— Ты чего тут? Кто пустил-то тебя?
— Наум Маркович. Сказал: пять минут, и чтоб без рёву. А я и не реву, вот ещё. — Горшок перекочевал на тумбочку, потом маленькие руки поправили мне одеяло. С подтыком поправили, по-хозяйски, как бабки-сиделки умеют. Семь лет человеку, я извиняюсь. — Это тебе герань. Лечебная.
— Врёшь ведь. Обычная она у тебя.
— Наша ле-чеб-на-я, — отрезала она по слогам, как отрезают неучам. — Об неё все лечатся. Гриша вон лечился, когда ты его ругал. Постоял рядом — и ничего. Ты только листья не трогай, поливать я сама приду.
— Понял. Листья не трогаю.
Посидела она. Ногами поболтала — до пола-то не достают. И вдруг искоса, серым Аннушкиным глазом:
— Пап. А ты к дяде ходил?
Оп.
Вот тут меня и окатило — ледяной, колодезной, ведром.

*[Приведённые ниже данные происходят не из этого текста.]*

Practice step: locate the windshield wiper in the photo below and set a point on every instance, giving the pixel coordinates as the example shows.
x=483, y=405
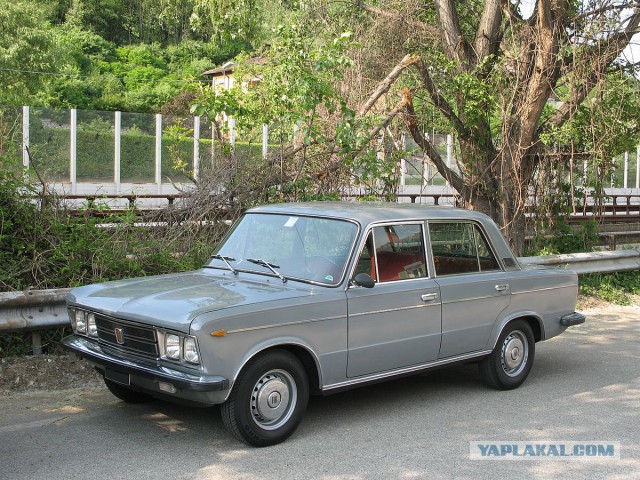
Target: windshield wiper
x=270, y=266
x=226, y=260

— К какому… дяде, солнышко?
— Ну к тому-у. Старенькому. Который в сером стоит. — И буднично так, будто про соседа со второго этажа, про того, с одышкой. — Ты когда спал, ты с ним разговаривал, я слышала. Ты сердился. А он — нет. Он никогда не сердится, по-моему. Стоит себе и стоит.
Я приподнялся на локте. Мед-лен-но. Её спугнёшь — замкнётся на неделю, проверено.
— А ты его… часто видишь?
— Не-а. Когда сплю только. Ну и один раз наяву чуть-чуточки — когда Варьку держала, помнишь? — Нос наморщила. — Он тогда посмотрел на меня и сказал «не бойся». А я чего. Я и не боялась. Он же наш.
Наш.
Господи ты боже мой. Семь. Лет. Девчонке.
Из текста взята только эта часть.